Three layers, one responsibility each:

  • tools/ — the MCP-facing surface. Each function has a docstring that Claude reads to understand when/how to call it.
  • core/repository.py — SQLite access. Raw SQL, indexed on status, priority, due_date.
  • core/models.py — validation, serialization, enums.

Setup

Requirements: Python 3.11+, Claude Desktop.
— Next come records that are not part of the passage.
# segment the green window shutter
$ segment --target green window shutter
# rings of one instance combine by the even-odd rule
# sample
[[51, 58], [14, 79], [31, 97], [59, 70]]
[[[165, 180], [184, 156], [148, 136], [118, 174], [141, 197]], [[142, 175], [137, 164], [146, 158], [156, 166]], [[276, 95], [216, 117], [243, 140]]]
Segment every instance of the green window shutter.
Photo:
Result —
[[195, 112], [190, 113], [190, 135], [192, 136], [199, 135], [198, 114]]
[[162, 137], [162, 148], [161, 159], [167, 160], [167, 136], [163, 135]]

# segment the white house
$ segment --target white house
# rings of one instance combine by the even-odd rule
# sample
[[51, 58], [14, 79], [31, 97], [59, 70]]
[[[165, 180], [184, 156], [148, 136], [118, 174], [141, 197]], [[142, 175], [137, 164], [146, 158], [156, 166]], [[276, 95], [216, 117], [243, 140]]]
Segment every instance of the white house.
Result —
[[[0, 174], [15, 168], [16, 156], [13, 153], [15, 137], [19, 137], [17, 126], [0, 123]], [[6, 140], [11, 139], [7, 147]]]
git clone https://github.com/soltyDude/mcp-task-manager.git
cd mcp-task-manager

python -m venv .venv
source .venv/bin/activate        # Windows: .venv\Scripts\activate

pip install -e .
cp .env.example .env

Connect to Claude Desktop

Open your Claude Desktop config:

  • macOS~/Library/Application Support/Claude/claude_desktop_config.json
  • Windows%APPDATA%\Claude\claude_desktop_config.json

Add the server:

{
  "mcpServers": {
    "mcp-task-manager": {
      "command": "/absolute/path/to/mcp-task-manager/.venv/bin/python",
      "args": ["/absolute/path/to/mcp-task-manager/server.py"]
    }
  }
}

Restart Claude Desktop. The tools will show up under the 🔌 icon.

Configuration

.env supports two variables:

DATABASE_PATH=tasks.db       # where SQLite stores data
SERVER_NAME=mcp-task-manager # name shown in Claude Desktop

Example session

You:    Add a task: refactor the auth filter, high priority, due tomorrow, tags: backend, security

Claude: Created task #1 — "Refactor the auth filter" (high, due 2025-04-19, tags: backend, security)

You:    What's my plan for today?

Claude: 📅 Day plan for 2025-04-18
        🔥 FOCUS (urgent + high priority)
          [1] [HIGH] Refactor the auth filter  #backend #security
        📊 Total: 1 | In progress: 0 | Overdue: 0

You:    Mark it in progress and show a summary

Claude: Task #1 updated — status: in_progress.
        📊 Total: 1 | Pending: 0 | In progress: 1 | Completed: 0 | Overdue: 0

Design notes

A few choices worth calling out, in case you're reading this as a reviewer:

  • Lifespan-scoped repository. The TaskRepository is built once in FastMCP's lifespan context manager and injected via ctx.request_context.lifespan_context. Tools stay stateless; the connection details don't leak into tool code.
  • Enums instead of magic strings. Priority and TaskStatus are str enums — validated by Pydantic on input, stored as strings in SQLite, typed everywhere in between.
  • Tags as JSON in a TEXT column. Pragmatic for SQLite — no junction table needed for a local tool. Search uses LIKE over the serialized JSON. If this ever moved to Postgres, it'd become a text[] or a real tags table.
  • Indexed the hot paths. status, priority, due_date — the three columns every filter hits.
  • plan_day deduplicates. Urgent and high-priority queries can overlap with the overdue list, so the final focus list is built with a seen set.

Limitations / next steps

  • No tests yet — planned: pytest with an in-memory SQLite fixture for the repository layer.
  • No recurring tasks.
  • Search is LIKE-based; for a bigger dataset, SQLite FTS5 would be the upgrade.
  • Single-user, single-machine by design. Multi-user would mean swapping SQLite for Postgres and adding a user column.